Diego.

J’ai eu un ami. Le plus fidèle des amis. Où que j’aille, quoi que je fasse, quoi que je dise, mon ami était près de moi, d’accord avec moi, heureux avec moi.

Cet ami était un chien.

Diego.

Mathilde l’avait trouvé errant.
La semaine précédente, j’avais dit « Quand je rentre de Paris, mercredi, nous irons à la SPA chercher un chien ». Le chien qu’elle attendait depuis longtemps. Et ce jour-là, dans la cour du collège se trouvait un chien brun et touffu aux yeux jaunes. Le chien s’est retrouvé dans la voiture de ma mère, qui gardait la petite, puis dans son salon… Mathilde m’avait prévenu, l’air réjoui. « Il y a une surprise à la maison ! ». « Une surprise avec des poils ? » j’ai demandé.

Diego était un don du ciel, pour ne pas dire un cadeau de Dieu.

Nous avons installé le chien sur une couverture, avec, dans l’idée, de faire quand même un tour à la mairie et chez le vétérinaire, au cas où il s’agirait d’un fugueur.
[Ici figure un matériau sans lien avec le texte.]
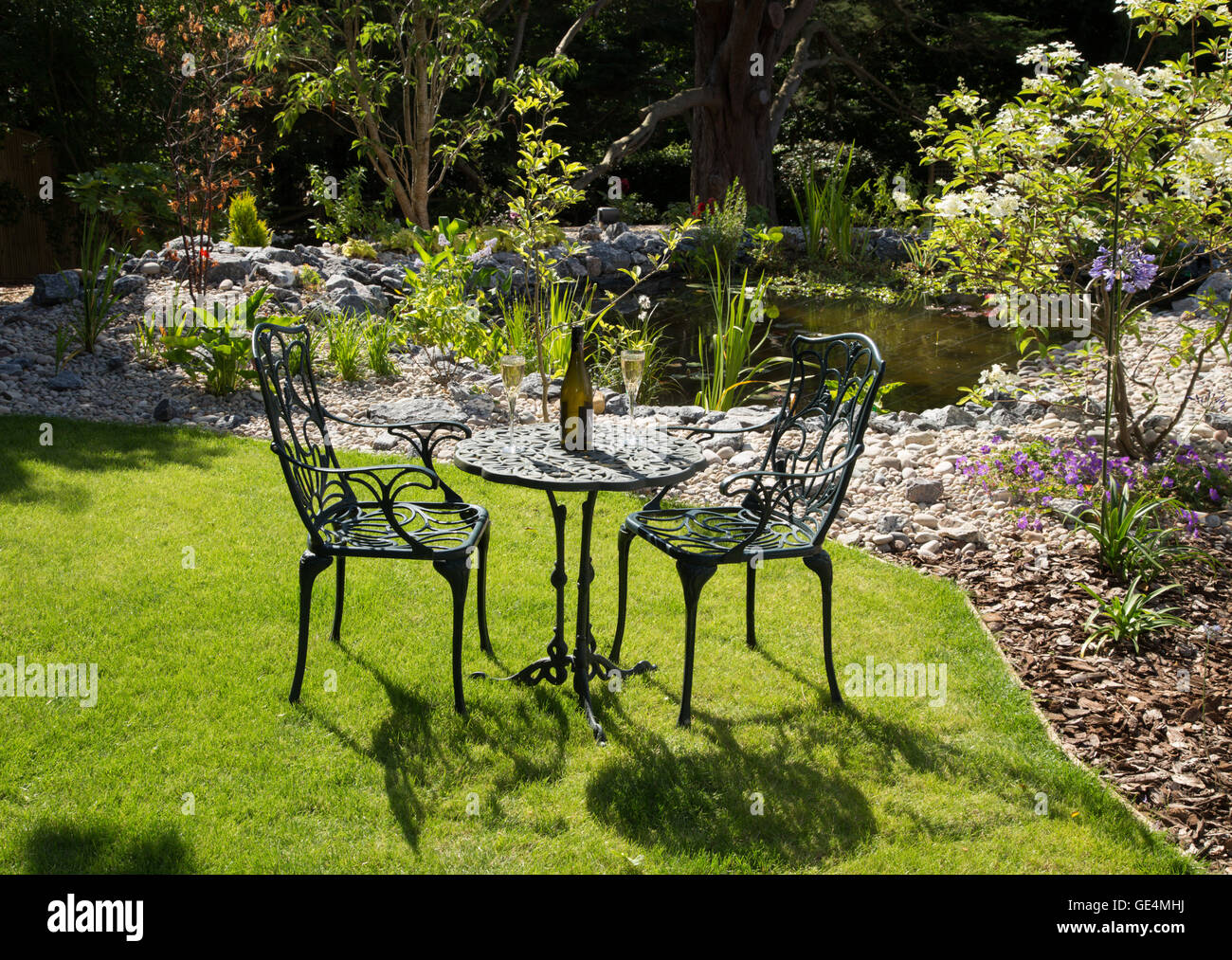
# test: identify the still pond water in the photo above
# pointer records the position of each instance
(933, 352)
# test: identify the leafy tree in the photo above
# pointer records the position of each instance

Le lendemain, au moment de la petite balade hygiénique, notre secouru se couche et refuse de marcher. Je pense « Ça y est ! On a hérité d’un chien malade et paralytique ». Je prends la bête dans mes bras direction le cabinet du vétérinaire non loin. Il n’était pas paralysé, le pauvre. Il avait les coussinets à vif à force d’avoir marché droit devant lui. « Trente kilomètres peut-être »… a dit le véto.
Les recherches d’un éventuel propriétaire faites, et sans résultat, nous avons adopté la bestiole. On a hésité quelque temps sur le nom. Je penchais pour Moujik, vu sa tignasse mal coiffée et son air affamé, ou Raspoutine. J’étais dans ma période russe. Mais finalement, toute la famille s’est arrêtée sur Zorro. Mais franchement, qui a envie d’appeler son chien Zorro ? On a donc opté pour le vrai nom de Zorro, Don Diego de la Vega de son nom complet. Diego pour les intimes. Monsieur Diego pour tout le monde.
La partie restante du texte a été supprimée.